Democratic Senate candidate, Gov. Maggie Hassan speaks to supporters as she kicks off her election campaign Tuesday, Sept. 13, 2016, in Manchester, N.H. (Photo: Jim Cole/AP)
Maggie Hassan speaks to supporters as she kicks off her Senate campaign. (Photo: Jim Cole/AP)

Ayotte has also maintained that Republican Rep. Frank Guinta should resign over a fundraising violation, even after Guinta won his primary last week.

“She’s done a good job of proclaiming her independence,” Merrill said.

But Ayotte’s rising numbers are clearly linked to the tightening presidential race as well.

On Aug. 25, Democratic presidential nominee Hillary Clinton led Trump, 45 to 35 percent, in the Granite State, according to the RCP average, and Hassan led Ayotte, 45 to 41 percent.

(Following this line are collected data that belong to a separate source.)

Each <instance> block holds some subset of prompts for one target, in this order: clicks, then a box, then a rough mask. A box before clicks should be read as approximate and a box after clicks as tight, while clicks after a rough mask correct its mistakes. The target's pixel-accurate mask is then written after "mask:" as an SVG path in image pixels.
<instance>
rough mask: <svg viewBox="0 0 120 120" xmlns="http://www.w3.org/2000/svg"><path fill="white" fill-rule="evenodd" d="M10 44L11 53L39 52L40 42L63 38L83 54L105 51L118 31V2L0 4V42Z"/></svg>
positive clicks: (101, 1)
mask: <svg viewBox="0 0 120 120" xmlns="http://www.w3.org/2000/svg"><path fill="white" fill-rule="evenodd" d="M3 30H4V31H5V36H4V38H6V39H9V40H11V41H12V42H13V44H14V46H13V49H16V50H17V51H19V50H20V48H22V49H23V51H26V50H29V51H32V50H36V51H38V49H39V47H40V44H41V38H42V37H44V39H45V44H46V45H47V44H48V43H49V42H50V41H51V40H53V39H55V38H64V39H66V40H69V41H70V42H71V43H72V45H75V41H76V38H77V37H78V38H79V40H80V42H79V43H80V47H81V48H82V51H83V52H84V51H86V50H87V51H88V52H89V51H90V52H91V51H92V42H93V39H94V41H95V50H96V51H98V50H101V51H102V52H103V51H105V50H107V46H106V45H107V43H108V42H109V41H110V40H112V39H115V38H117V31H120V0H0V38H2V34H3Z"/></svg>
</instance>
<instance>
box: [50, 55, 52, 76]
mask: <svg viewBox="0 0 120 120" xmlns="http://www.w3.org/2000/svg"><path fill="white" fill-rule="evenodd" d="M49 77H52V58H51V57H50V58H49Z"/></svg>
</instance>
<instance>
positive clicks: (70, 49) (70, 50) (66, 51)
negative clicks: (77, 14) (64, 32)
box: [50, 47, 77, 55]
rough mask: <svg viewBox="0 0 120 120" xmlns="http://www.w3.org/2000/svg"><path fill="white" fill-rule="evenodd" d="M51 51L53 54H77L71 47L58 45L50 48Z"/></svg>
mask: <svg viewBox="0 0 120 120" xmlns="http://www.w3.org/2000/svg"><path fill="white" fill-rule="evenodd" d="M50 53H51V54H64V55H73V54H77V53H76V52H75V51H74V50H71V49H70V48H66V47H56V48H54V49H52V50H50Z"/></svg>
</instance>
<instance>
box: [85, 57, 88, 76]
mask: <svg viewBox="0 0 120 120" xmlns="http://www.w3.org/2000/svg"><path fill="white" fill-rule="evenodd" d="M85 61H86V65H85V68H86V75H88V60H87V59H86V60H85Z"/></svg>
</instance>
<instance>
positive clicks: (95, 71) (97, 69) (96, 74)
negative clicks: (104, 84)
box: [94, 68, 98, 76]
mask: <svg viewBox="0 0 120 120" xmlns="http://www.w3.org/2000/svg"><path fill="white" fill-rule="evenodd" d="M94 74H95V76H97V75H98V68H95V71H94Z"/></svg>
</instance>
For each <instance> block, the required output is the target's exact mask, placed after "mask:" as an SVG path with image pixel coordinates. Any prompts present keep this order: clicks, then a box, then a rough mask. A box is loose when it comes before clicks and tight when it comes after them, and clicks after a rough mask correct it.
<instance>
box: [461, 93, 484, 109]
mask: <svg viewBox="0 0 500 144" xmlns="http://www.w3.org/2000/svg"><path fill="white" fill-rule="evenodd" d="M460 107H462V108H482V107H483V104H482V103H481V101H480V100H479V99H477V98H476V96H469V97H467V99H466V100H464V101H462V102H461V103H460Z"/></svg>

Now Clinton’s lead has been cut in half, and she leads Trump in New Hampshire by only 43 to 38 percent. Ayotte is now ahead in the polling average by 2.5 points, having gained 6 points of support.

Trump’s fortunes will undoubtedly have an impact on Ayotte’s, Merrill said.

“If Trump is within 5, I think Kelly is going to win,” he said. “If it’s beyond that, it will be harder, though not impossible.”